Coventry (UK), November 15 (The Conversation) Changpeng Zhao, founder and CEO of the world’s largest cryptocurrency exchange Binance, has called for more regulatory clarity regarding the crypto market. He has said this in the midst of chaos in the crypto currency market and investors are estimated to have lost two thousand billion dollars in the last one year.
“We need to clarify and improve regulations in the crypto market,” Zhao said at the G-20 summit in Bali.
Though regulators are not the only ones responsible for protecting the interests of the people, the industry should look for new models that can help in this.
The recent collapse of FTX has had an adverse effect on the entire cryptocurrency industry. FTX has also filed for bankruptcy proceedings in the US. Its total business value at the beginning of this year was estimated at US$32 billion.
At the same time, bitcoin, the strongest digital currency since the FTX crisis, hit a two-year low. Cryptocurrency allows traders or investors to buy and sell without the need for banks and middlemen.
Blockchain technology facilitates the interchange of cryptocurrencies on exchanges such as FTX and its rival Binance.
Transactions are verified through consensus by a group of validators who are generally referred to as ‘miners’.
The ‘miners’ who perform the verification work solve complex mathematical puzzles to do so.

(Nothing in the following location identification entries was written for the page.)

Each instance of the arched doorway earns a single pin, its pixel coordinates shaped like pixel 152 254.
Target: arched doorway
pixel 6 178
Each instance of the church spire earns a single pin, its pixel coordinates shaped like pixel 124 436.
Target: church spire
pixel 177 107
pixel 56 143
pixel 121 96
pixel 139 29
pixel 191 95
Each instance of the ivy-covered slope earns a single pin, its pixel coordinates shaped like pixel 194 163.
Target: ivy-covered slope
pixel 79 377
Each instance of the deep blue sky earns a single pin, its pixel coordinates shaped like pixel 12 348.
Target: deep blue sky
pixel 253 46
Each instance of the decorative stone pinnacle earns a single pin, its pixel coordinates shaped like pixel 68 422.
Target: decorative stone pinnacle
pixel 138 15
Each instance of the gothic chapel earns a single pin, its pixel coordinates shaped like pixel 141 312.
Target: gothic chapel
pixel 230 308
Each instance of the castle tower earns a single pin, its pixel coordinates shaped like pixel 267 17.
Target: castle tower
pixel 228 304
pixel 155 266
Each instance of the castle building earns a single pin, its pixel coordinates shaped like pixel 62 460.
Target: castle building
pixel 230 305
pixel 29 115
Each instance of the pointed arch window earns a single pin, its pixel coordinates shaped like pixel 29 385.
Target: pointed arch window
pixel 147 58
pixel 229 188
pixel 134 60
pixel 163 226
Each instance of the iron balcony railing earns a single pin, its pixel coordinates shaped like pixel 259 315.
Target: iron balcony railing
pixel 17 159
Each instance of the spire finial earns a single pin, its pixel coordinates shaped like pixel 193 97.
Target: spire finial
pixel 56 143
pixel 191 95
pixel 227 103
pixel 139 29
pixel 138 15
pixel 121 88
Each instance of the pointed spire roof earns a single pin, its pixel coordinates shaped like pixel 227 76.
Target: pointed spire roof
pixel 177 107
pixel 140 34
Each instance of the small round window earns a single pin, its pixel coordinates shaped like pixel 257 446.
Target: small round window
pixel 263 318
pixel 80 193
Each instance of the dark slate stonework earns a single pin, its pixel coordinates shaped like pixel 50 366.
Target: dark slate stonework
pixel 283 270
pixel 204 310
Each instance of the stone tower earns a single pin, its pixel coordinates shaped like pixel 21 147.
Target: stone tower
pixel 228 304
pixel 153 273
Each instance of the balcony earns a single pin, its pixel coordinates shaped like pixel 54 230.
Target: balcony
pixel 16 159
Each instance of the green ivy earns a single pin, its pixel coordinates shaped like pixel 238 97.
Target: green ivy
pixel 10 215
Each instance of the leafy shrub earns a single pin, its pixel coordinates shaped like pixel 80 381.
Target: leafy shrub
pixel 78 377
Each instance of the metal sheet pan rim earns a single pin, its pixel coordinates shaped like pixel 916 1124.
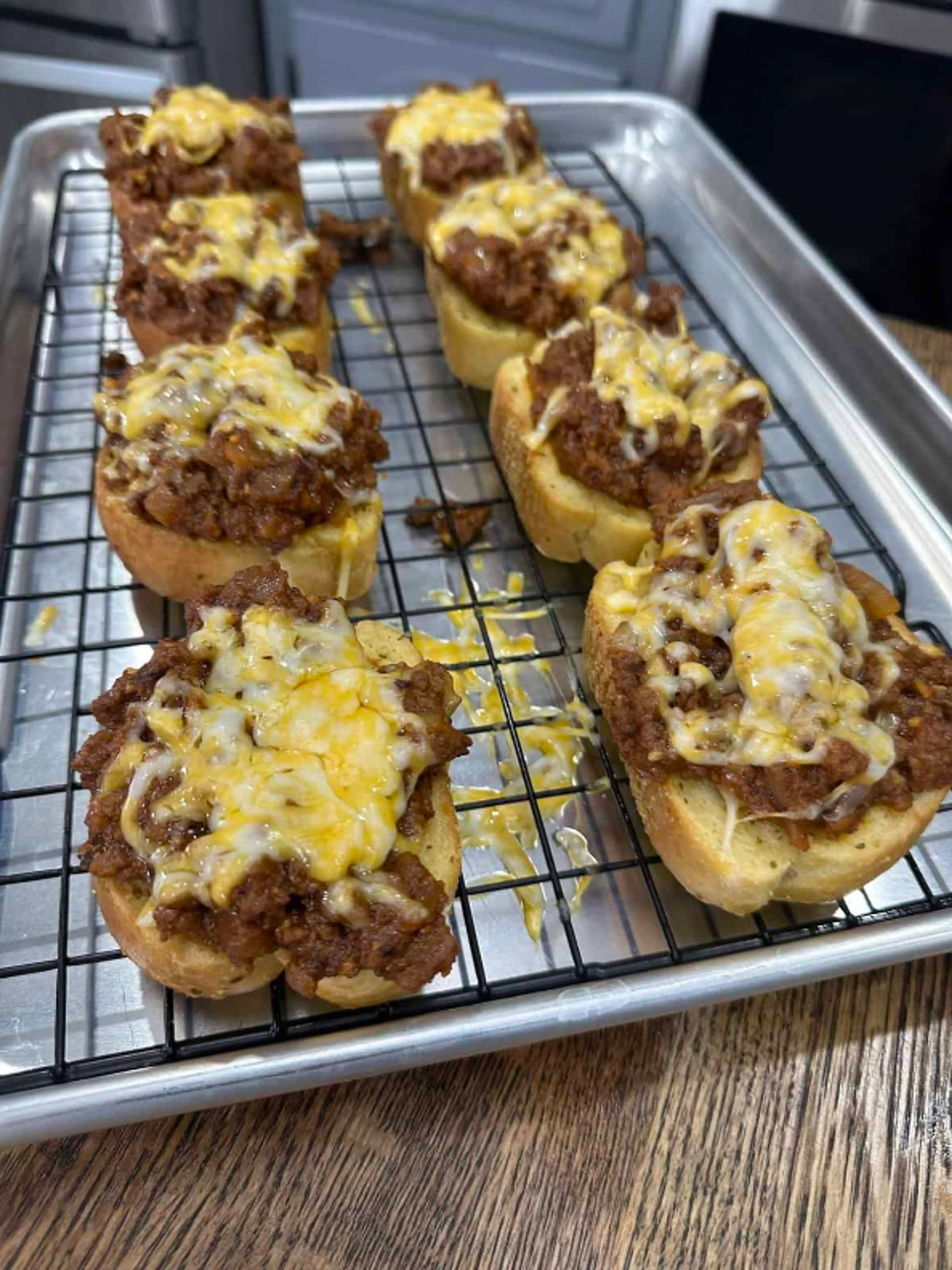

However, when it comes to settling these transactions, Binance and its affiliated companies use the same “limit order book” model as any traditional exchange such as the New York Stock Exchange.
This means that it is a centralized framework that brings together buyers and sellers, and crypto exchanges supply cash to buyers and sellers and charge merchants for transactions. Such a structure has somewhat exacerbated the recent developments in the crypto market.
FTX’s centralized model allowed loans to troubled crypto companies earlier this year. Although emerging models, decentralized exchanges operate under separate rules for pricing and governance of cryptocurrencies may mitigate such risks.
They allow investors to buy and sell tokens at an algorithmically determined price. This automated model does not rely on professional market participants, instead individual investors supply cash and collect a portion of the fee from the transaction.